Une diversité d’approches
Toutes les pistes sont explorées. « Il existe une vraie diversité d’approches, confirme Sylvie Guerder. On peut citer les phages, des virus prédateurs naturels capables de tuer la bactérie ou de délivrer de manière un peu plus spécifique un antibiotique en ciblant des familles de bactéries. » Des travaux sont également en cours pour mieux comprendre les mécanismes permettant à la membrane bactérienne de faire ressortir rapidement l’antibiotique de la cellule bactérienne. Certains chercheurs se concentrent, eux, sur la synthèse des parois bactériennes qui ont pour mission de protéger la bactérie ou les enzymes lui permettant de se reproduire. « Le jour où l’on parviendra à identifier toutes les enzymes impliquées dans cette synthèse, nous pourrons trouver de nouvelles molécules capables de les cibler », pronostique Sylvie Guerder.

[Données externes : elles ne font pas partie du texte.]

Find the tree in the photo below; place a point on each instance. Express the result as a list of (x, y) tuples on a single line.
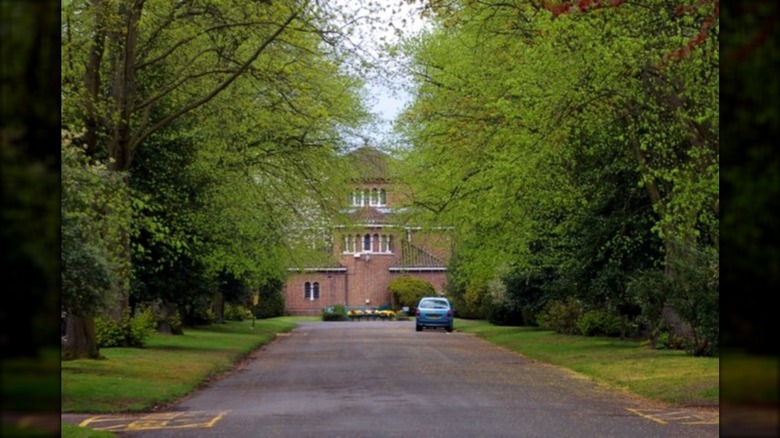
[(171, 77), (95, 210), (514, 100)]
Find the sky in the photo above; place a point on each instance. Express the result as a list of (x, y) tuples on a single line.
[(385, 100)]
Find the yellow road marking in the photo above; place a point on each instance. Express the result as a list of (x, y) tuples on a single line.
[(166, 420), (666, 416)]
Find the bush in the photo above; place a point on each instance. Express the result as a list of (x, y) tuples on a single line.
[(561, 316), (599, 323), (128, 332), (334, 313), (236, 312), (271, 302)]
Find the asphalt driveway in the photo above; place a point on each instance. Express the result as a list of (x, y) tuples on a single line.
[(383, 379)]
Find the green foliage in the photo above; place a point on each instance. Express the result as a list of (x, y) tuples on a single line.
[(94, 211), (336, 312), (597, 134), (694, 295), (599, 323), (561, 316), (271, 299), (128, 332), (236, 312), (407, 291)]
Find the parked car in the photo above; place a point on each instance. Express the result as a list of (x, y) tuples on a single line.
[(433, 312)]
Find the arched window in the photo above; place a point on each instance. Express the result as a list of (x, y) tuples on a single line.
[(367, 243)]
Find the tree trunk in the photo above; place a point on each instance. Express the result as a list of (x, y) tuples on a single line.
[(80, 339), (169, 324), (219, 307)]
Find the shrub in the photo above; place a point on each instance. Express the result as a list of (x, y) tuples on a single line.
[(599, 323), (127, 332), (336, 312), (561, 316), (271, 303), (236, 312)]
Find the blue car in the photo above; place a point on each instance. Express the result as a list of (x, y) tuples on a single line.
[(434, 312)]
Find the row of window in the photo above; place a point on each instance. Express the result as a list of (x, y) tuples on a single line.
[(365, 197), (377, 243)]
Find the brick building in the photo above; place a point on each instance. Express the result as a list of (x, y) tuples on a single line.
[(369, 249)]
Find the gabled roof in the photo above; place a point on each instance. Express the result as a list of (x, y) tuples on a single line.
[(371, 164), (416, 259), (368, 215), (324, 263)]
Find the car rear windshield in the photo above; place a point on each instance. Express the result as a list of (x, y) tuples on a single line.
[(434, 304)]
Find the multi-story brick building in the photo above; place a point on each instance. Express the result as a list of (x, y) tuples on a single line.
[(370, 249)]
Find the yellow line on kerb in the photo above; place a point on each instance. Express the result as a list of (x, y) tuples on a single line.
[(174, 420), (649, 417)]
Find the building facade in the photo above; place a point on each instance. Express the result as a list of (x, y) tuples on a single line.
[(370, 249)]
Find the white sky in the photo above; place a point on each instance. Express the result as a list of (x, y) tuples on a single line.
[(385, 100)]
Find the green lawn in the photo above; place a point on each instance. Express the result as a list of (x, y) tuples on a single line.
[(664, 375), (133, 379)]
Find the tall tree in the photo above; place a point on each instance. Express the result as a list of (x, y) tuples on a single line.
[(134, 70), (507, 91)]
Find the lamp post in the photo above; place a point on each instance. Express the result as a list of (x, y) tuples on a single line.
[(255, 301)]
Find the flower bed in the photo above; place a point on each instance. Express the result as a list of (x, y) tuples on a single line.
[(370, 315)]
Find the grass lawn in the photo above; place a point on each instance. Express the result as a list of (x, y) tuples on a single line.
[(664, 375), (133, 379)]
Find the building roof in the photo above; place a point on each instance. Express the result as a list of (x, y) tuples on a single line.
[(369, 215), (416, 259), (371, 163), (321, 263)]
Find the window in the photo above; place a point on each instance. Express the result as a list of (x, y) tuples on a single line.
[(311, 291), (367, 242)]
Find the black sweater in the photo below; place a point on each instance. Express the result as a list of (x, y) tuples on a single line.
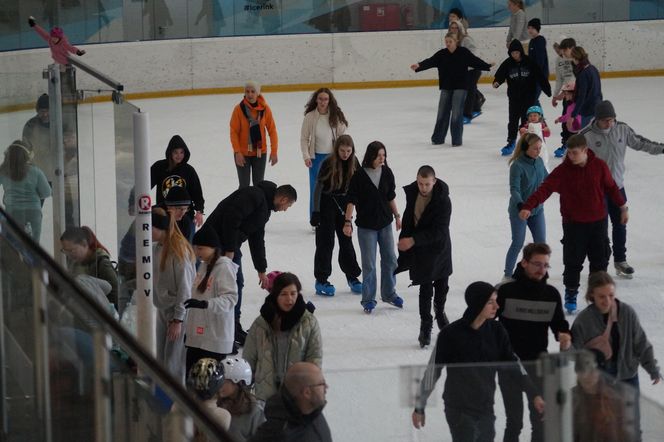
[(528, 309), (242, 216), (453, 67), (372, 203)]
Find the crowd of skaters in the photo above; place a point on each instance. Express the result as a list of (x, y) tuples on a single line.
[(198, 267)]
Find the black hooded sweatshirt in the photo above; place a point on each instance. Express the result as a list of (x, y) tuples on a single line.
[(182, 175), (527, 309), (242, 216), (521, 76)]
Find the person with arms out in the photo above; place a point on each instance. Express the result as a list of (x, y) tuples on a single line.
[(235, 396), (452, 64), (425, 248), (296, 411), (323, 123), (210, 323), (241, 217), (469, 390), (251, 123), (174, 272), (522, 76), (612, 327), (175, 171), (25, 188), (328, 217), (284, 333), (528, 308), (527, 172), (87, 256), (583, 182), (372, 191), (609, 139)]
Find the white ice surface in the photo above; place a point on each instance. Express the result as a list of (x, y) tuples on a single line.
[(362, 352)]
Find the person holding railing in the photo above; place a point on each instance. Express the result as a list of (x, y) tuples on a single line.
[(25, 188), (469, 391)]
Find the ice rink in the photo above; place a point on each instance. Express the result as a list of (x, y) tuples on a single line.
[(366, 350)]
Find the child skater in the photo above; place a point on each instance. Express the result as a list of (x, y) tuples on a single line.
[(57, 42), (570, 124), (236, 397), (210, 324), (535, 124)]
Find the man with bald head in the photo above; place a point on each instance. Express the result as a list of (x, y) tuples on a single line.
[(296, 412)]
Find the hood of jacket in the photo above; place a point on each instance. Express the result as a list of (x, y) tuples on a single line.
[(516, 45), (175, 143), (270, 190)]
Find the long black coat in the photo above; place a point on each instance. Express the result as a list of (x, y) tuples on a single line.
[(430, 258)]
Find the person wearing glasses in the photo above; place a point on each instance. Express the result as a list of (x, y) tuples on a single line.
[(285, 332), (528, 308), (296, 412)]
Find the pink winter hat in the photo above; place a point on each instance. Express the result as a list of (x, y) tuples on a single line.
[(57, 32)]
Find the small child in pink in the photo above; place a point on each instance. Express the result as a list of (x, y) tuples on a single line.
[(573, 124), (57, 42)]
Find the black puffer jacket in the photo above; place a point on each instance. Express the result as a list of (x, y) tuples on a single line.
[(242, 216), (182, 175), (430, 258)]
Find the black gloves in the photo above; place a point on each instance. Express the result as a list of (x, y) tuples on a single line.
[(195, 303), (315, 219)]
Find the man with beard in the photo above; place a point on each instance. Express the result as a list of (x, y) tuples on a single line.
[(528, 308), (296, 412)]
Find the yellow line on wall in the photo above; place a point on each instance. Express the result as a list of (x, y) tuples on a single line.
[(307, 87)]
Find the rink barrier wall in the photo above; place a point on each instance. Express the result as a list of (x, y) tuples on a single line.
[(170, 68)]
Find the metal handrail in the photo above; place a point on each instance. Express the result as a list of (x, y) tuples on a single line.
[(59, 280)]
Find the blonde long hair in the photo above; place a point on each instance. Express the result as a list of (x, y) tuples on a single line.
[(174, 242), (527, 140)]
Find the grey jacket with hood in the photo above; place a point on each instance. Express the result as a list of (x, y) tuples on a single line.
[(611, 144)]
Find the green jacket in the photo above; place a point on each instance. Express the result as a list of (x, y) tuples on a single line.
[(260, 350), (102, 268)]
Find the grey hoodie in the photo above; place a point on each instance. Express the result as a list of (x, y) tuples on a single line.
[(611, 146)]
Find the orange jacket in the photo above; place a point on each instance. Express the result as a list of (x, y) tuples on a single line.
[(240, 128)]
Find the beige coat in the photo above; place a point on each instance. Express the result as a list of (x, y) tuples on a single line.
[(308, 134), (304, 344)]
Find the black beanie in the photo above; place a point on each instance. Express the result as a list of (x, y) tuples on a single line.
[(535, 23), (161, 222), (42, 102), (604, 109), (206, 236), (177, 196), (477, 295)]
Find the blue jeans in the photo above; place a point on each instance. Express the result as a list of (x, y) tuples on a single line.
[(451, 101), (537, 227), (313, 175), (466, 427), (618, 231), (368, 239)]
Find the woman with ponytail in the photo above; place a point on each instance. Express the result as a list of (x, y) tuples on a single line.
[(87, 256), (25, 188), (210, 324), (174, 271)]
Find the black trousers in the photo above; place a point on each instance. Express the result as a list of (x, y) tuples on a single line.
[(331, 223), (581, 240), (517, 116), (512, 392), (472, 97), (438, 290)]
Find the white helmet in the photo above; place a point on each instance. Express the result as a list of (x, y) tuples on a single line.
[(236, 370)]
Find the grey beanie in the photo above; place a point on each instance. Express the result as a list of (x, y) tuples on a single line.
[(604, 109)]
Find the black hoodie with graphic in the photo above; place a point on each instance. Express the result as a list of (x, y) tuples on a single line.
[(182, 175), (521, 76)]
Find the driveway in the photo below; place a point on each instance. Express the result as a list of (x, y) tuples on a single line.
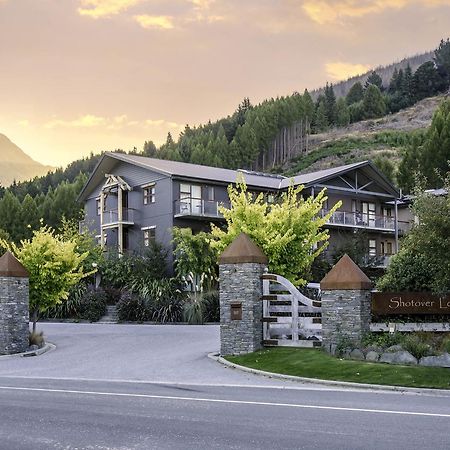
[(153, 353)]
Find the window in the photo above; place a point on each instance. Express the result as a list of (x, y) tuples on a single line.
[(372, 247), (149, 194), (149, 235)]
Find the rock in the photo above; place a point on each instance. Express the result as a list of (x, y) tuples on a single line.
[(436, 361), (357, 354), (394, 348), (402, 357), (372, 356), (374, 348)]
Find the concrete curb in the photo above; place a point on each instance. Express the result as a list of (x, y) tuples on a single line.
[(373, 387), (40, 351)]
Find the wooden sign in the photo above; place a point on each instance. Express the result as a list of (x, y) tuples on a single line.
[(384, 303)]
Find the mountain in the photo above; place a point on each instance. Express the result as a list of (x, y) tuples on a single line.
[(16, 165)]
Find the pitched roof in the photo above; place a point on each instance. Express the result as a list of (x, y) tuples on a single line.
[(253, 179)]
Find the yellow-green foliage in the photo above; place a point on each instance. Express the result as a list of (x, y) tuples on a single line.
[(289, 232), (53, 265)]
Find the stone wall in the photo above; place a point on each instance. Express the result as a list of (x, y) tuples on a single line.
[(240, 284), (345, 317), (14, 315)]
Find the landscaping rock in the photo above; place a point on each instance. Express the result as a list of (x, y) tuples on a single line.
[(356, 354), (436, 361), (401, 357), (372, 356), (394, 348)]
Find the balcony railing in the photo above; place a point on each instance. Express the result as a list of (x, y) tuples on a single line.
[(359, 220), (196, 207), (111, 217)]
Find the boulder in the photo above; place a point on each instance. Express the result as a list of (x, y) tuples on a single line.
[(436, 361), (394, 348), (372, 356), (357, 354), (402, 357)]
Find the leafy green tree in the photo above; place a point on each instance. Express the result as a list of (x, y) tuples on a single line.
[(195, 257), (422, 262), (290, 232), (355, 94), (373, 105), (442, 61), (342, 113), (53, 266)]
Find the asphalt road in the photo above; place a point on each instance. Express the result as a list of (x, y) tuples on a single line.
[(225, 409)]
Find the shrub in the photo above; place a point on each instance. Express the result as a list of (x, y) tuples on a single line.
[(414, 345), (132, 308), (93, 305)]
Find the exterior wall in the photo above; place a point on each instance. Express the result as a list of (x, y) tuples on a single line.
[(241, 283), (345, 317), (14, 315)]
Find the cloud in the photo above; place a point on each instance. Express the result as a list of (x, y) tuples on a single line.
[(105, 8), (330, 11), (155, 22), (115, 123), (341, 70), (87, 121)]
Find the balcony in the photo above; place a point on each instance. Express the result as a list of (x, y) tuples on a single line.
[(111, 217), (359, 220), (197, 208)]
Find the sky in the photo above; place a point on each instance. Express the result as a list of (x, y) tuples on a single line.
[(81, 76)]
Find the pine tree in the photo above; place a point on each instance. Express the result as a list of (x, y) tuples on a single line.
[(330, 104), (375, 80), (374, 105), (343, 113), (355, 94)]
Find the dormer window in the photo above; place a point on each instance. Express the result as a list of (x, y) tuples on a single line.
[(149, 194)]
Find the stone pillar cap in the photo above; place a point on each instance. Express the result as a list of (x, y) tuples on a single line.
[(345, 274), (242, 250), (11, 267)]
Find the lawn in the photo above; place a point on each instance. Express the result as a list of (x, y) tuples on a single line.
[(313, 363)]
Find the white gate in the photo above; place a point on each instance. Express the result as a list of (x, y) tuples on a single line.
[(289, 318)]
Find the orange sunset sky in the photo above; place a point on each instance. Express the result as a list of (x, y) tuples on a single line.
[(88, 75)]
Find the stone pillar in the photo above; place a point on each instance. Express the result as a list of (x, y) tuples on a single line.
[(241, 266), (14, 302), (346, 305)]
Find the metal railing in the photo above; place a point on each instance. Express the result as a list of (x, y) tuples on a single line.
[(112, 216), (357, 219), (198, 207)]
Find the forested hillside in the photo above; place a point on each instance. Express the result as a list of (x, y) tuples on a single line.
[(383, 121)]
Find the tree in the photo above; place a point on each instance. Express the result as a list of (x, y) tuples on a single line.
[(374, 80), (427, 81), (355, 94), (422, 262), (342, 113), (290, 232), (436, 150), (373, 103), (442, 61), (330, 104), (195, 257), (53, 266), (320, 118)]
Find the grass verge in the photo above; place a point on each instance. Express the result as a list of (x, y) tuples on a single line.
[(313, 363)]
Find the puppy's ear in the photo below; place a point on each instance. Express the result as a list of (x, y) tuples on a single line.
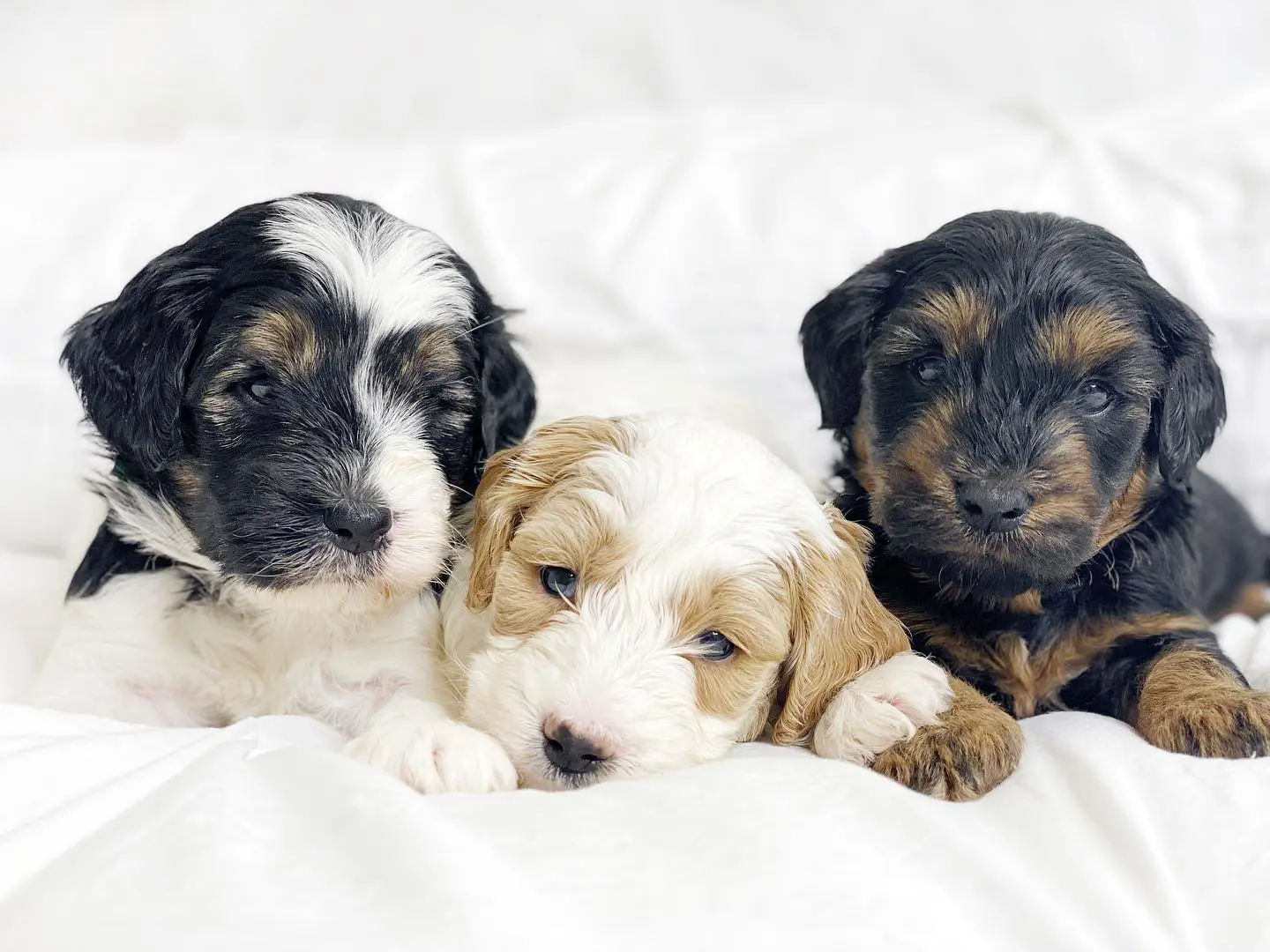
[(516, 480), (130, 358), (841, 629), (836, 333), (507, 389), (507, 392), (1192, 406)]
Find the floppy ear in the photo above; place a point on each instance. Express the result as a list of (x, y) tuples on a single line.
[(516, 480), (836, 333), (1192, 406), (507, 389), (507, 392), (841, 629), (130, 358)]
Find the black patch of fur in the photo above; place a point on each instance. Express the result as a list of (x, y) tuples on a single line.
[(108, 557), (146, 363), (1194, 547)]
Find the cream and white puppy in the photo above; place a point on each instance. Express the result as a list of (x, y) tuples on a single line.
[(641, 593)]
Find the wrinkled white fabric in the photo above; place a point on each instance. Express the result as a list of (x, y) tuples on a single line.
[(664, 190)]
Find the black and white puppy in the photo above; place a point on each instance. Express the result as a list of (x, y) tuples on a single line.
[(297, 401)]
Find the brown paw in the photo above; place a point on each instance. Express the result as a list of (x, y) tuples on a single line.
[(1192, 703), (975, 747)]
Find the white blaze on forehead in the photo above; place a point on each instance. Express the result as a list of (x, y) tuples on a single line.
[(395, 276), (692, 487)]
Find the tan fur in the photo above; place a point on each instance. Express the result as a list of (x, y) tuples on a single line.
[(753, 616), (840, 629), (959, 317), (1252, 600), (517, 478), (1086, 338), (1025, 603), (1033, 682), (1062, 485), (1125, 510), (285, 339), (975, 747), (1192, 703)]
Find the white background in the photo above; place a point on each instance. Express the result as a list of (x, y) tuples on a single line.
[(664, 188)]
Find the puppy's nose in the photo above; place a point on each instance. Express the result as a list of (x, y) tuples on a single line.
[(569, 752), (357, 525), (990, 505)]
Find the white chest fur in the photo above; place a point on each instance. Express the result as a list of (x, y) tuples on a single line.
[(141, 651)]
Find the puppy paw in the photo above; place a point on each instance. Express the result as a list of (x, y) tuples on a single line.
[(883, 706), (437, 756), (1233, 724), (973, 747)]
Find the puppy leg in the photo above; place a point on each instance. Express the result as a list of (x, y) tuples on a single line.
[(972, 749), (883, 706), (1180, 692), (421, 744)]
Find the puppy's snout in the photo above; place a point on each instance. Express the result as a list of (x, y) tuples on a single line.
[(358, 525), (571, 750), (992, 505)]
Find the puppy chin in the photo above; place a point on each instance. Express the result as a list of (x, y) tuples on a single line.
[(513, 687), (993, 568)]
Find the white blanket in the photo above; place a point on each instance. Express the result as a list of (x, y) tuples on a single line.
[(664, 192)]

Les facteurs de résistance diffusant dans les populations bactériennes font aussi l’objet d’études. « Il s’agit le plus souvent d’éléments génétiques mobiles que l’on retrouve dans des bactéries partout dans la nature, dans le sol ou chez les animaux, précise Sylvie Guerder. Des chimistes sont également en train d’essayer de définir des structures de molécules d’intérêt à cibler. » Autre champ en plein essor : les molécules naturelles. « Dans les geysers ou dans les eaux très froides se cachent des bactéries extrêmophiles disposant de molécules antibiotiques, note la chercheuse du CNRS. Dans l’un de nos laboratoires à Lille (Nord), l’équipe de Priscille Brodin a par exemple identifié l’alvinellacine, une molécule naturelle possédant un spectre antibiotique intéressant pour lutter contre le bacille de la tuberculose (Mycobacterium tuberculosis). » L’épigénétique est également mise à contribution. « A l’Institut Pasteur, les équipes de Paola Arimondo viennent notamment de démarrer un programme visant à identifier des traitements épigénétiques susceptibles de contourner les résistances, explique Evelyne Jouvin-Marche. Des vaccins à ARN dirigés contre différents agents infectieux sont également en développement, et des thérapies ARN pourraient permettre demain de proposer des alternatives aux antibiotiques. »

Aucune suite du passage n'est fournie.